“Must” di Pablo Bolivar è la dimostrazione d’amore dell’artista per il dub e la deep, un amore iniziato qualche anno fa quando lo spagnolo guadagnò il massimo rispetto di critica e mercato con i concetti essenziali di dub-techno contenuti in “Anjanas”, disco stampato su Regular.
Giovane (classe 1981) con una carriera alle spalle a scrivere deep ad ampio raggio nata dalla miscela di sonorità dub, ambient e tech-house, Pablo Bolivar è uno dei fondatori dell’etichetta Avantroots – con sede a Barcellona – che oggi rappresenta una piattaforma importante per chi approda nel campo della lussuosa EDM profonda. Di fatto Avantroots porta avanti un concetto che racchiude avanguardia e tradizione con l’unico vincolo rappresentato dalla qualità e dall’emotività dei proprio prodotti.
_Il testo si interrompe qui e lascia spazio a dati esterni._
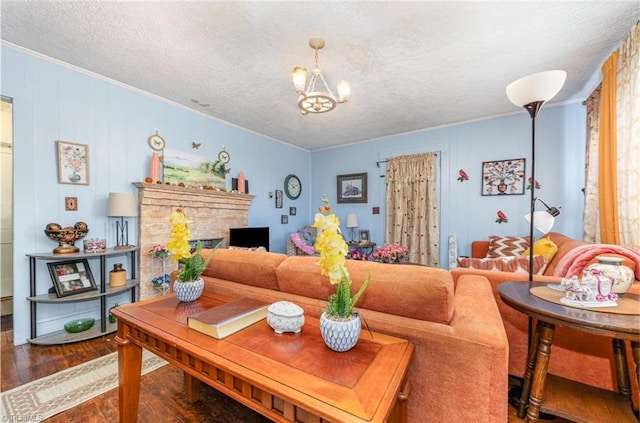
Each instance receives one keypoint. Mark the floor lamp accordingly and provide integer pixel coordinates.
(531, 92)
Queste rappresentano le basi teoriche del terzo album da solista di Bolivar, praticamente una gamma completa di stati d’animo, che vanno dalla riflessiva deep house di “Eleven Years” alla più vivace e disinvolta struttura di “Don’t Hold”, sempre rimanendo “giù” di bpm. La open-track è complessa e volutamente cristallizzata con un synth che richiama la disco anni ’80 e schizzi di diversificazioni elettroniche mai banali. La tregua forzata a metà del disco con “Off Soft” (feat Fabel), dove tuoni di basso incontrano richiami jazz, dimostra il raggiungimento di una certa maturità artistica, toccando i temi più disparati e malinconici della musica elettronica. L’utilizzo in diverse tracce di registrazioni ambientali, quali il vociare di gente e versi di animali (difficili da identificare), crea atmosfere rilassanti e coinvolgenti anche per il semplice ascolto “da salotto”. Dito puntato, infine, sulla bassline di “Midnight Frogs” dal percorso lineare che garantisce una dolce monotonia, interrotta a tratti da esplosioni di tom, crash e qualche suono melodico/armonico.
Bolivar è un produttore “silenzioso” che compone ancora una volta unendo sentimento e divertimento – un approccio alla musica sempre meno in voga visto che, oggi come oggi, è in costante crescita il numero di chi crede sia più importante la fruizione piuttosto che la funzione stessa della musica. “Must”, invece, è quella cosa chiamata house music a servizio dell’anima. Il consiglio è quello di piantare il subwoofer a terra e lasciarsi vibrare senza troppe storie.